Vocation que l'hôtel particulier conservera jusqu'à la libération de la ville en août 1944. Ce n'était donc pas le siège de la Kommandantur puisque "fin 1942, les Allemands installent la Kommandantur place Jourdan. La Gestapo investit une villa à l’angle de l’impasse Tivoli et du cours Gay-Lussac. L’Ordrugs Polizei s’installe rue Montalembert. Les états-majors et services investissent le Central Hôtel, l’Hôtel Moderne, l’Hôtel de Bordeaux. La milice et la cagoule étaient en plusieurs autres endroits, mais pas dans cette maison", précise Claude Cardo. 

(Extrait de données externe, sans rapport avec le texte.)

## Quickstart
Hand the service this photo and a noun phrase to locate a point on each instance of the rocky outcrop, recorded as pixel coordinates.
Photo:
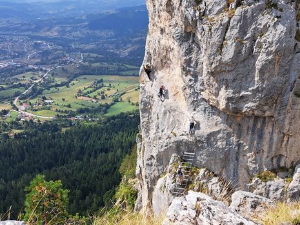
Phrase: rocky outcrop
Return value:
(12, 222)
(197, 208)
(234, 67)
(293, 191)
(249, 205)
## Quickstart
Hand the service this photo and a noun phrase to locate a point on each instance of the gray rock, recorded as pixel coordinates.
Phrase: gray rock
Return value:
(293, 191)
(274, 189)
(249, 205)
(12, 222)
(233, 68)
(198, 208)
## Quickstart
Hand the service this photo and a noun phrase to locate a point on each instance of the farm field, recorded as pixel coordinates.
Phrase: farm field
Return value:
(88, 91)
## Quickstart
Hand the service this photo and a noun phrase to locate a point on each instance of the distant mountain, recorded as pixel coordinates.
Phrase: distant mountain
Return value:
(43, 9)
(129, 20)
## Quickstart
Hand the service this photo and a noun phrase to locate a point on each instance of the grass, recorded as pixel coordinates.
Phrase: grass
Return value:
(282, 212)
(13, 116)
(121, 107)
(113, 84)
(266, 176)
(119, 216)
(10, 92)
(47, 113)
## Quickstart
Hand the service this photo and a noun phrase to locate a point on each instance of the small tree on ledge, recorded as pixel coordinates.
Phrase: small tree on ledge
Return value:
(46, 202)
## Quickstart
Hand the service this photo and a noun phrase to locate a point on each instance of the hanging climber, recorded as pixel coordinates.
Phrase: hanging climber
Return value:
(192, 126)
(161, 93)
(147, 69)
(179, 175)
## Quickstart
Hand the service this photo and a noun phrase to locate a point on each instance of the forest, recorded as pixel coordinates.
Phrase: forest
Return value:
(85, 157)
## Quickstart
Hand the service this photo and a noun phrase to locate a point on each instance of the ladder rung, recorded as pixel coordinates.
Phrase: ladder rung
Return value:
(189, 153)
(180, 188)
(177, 192)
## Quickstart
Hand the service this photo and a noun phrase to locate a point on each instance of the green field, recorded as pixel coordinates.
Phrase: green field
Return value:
(5, 106)
(10, 92)
(65, 98)
(120, 107)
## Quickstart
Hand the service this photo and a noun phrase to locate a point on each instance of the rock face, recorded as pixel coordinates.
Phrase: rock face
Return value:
(293, 191)
(249, 205)
(234, 67)
(197, 208)
(274, 189)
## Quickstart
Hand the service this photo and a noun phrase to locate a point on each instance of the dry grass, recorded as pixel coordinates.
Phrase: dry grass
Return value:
(122, 217)
(282, 212)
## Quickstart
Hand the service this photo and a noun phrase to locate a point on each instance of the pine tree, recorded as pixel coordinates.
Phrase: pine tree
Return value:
(46, 202)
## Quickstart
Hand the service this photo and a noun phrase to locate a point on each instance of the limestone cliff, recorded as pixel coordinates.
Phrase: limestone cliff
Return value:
(234, 67)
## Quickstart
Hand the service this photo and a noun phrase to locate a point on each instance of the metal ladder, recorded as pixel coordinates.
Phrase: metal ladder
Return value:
(186, 164)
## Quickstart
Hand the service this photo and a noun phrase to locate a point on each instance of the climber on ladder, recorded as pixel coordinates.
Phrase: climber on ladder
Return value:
(161, 93)
(148, 70)
(179, 175)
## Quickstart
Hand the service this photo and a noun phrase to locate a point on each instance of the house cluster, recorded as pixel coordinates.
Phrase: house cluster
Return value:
(83, 118)
(40, 103)
(25, 117)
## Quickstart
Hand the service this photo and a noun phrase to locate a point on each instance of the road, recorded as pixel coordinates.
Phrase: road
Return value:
(29, 56)
(35, 83)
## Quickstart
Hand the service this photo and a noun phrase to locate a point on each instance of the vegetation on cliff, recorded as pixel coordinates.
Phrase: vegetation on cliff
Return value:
(85, 157)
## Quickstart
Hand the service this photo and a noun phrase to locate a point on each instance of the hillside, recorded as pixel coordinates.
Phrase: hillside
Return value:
(231, 68)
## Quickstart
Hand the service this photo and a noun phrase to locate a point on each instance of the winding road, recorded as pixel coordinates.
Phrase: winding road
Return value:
(35, 83)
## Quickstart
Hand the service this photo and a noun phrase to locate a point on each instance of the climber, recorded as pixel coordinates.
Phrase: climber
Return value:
(179, 175)
(147, 69)
(192, 126)
(161, 93)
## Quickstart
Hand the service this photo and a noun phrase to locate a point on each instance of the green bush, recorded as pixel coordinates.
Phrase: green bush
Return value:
(266, 176)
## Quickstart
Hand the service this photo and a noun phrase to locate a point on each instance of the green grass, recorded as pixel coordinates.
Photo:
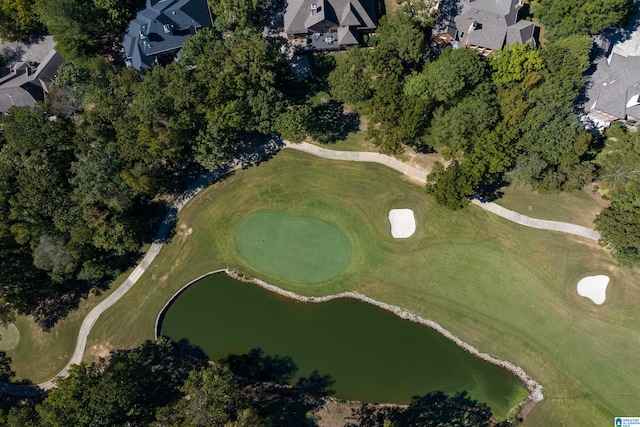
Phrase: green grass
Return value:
(300, 248)
(40, 355)
(575, 206)
(506, 289)
(9, 336)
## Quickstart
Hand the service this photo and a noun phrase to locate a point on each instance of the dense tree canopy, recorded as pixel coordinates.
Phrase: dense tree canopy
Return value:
(17, 19)
(564, 18)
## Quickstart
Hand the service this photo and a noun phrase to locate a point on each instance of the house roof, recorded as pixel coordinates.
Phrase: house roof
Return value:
(520, 32)
(615, 86)
(301, 17)
(23, 86)
(163, 26)
(491, 24)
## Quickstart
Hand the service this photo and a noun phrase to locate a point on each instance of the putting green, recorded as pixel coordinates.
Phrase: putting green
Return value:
(9, 336)
(295, 247)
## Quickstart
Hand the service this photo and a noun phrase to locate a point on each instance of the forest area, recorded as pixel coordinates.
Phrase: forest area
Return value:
(82, 193)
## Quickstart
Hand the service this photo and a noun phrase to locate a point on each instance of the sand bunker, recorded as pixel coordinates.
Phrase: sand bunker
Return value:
(403, 224)
(594, 288)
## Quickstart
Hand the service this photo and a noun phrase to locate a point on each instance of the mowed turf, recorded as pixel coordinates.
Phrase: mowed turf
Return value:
(506, 289)
(296, 247)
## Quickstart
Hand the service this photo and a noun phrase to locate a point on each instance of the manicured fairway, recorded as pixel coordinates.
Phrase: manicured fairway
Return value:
(506, 289)
(296, 247)
(9, 336)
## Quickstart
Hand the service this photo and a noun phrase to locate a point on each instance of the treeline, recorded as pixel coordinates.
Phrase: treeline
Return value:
(508, 117)
(563, 18)
(619, 164)
(162, 384)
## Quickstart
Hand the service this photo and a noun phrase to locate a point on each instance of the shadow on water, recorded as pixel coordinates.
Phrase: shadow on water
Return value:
(268, 380)
(434, 408)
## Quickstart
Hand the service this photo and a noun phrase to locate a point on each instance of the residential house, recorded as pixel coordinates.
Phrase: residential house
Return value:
(158, 31)
(328, 24)
(614, 90)
(23, 85)
(484, 25)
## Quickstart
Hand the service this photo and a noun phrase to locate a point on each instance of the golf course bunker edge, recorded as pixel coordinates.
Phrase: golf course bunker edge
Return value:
(297, 247)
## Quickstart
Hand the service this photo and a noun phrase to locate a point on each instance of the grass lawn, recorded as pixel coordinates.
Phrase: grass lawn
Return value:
(9, 336)
(40, 355)
(575, 206)
(506, 289)
(299, 248)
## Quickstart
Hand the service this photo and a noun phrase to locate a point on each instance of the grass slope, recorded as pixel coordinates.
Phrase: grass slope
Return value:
(574, 206)
(299, 248)
(506, 289)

Une rafale de mitrailleuse...

Les traces de balles sur la façade seraient bien des séquelles de la libération de la ville. Les lumières de l'hôtel particulier sont restées allumées, bravant le couvre-feu instauré par les libérateurs. Une rafale de mitrailleuse serait venue sanctionner cet oubli. 

À la fin de la guerre, le bâtiment reste sous réquisition de la mairie de Limoges. Elle aurait alors hébergé des services municipaux avant d'être fractionnée en plusieurs appartements. L'hôtel particulier n'est restitué à son propriétaire qu'en 1961. 

"Il y avait des gens qui habitaient dans les étages. Mon grand-père est revenu s'installer dans les pièces de réception au rez-de-chaussée. Il a fait percer une nouvelle entrée pour son usage personnel sur le côté droit du bâtiment".

Depuis, les choses n'ont pas beaucoup changé. Le premier étage a vu arriver il y a une vingtaine d'années le cabinet d'avocat qui y réside toujours. Le second a vu passer plusieurs colocs d'étudiants. Mais de l'aveu même du propriétaire, "le loyer est assez prohibitif et pour le même prix, vous avez une maison à l'extérieur de Limoges".

Voilà donc une partie du mystère de cet hôtel particulier dissipé.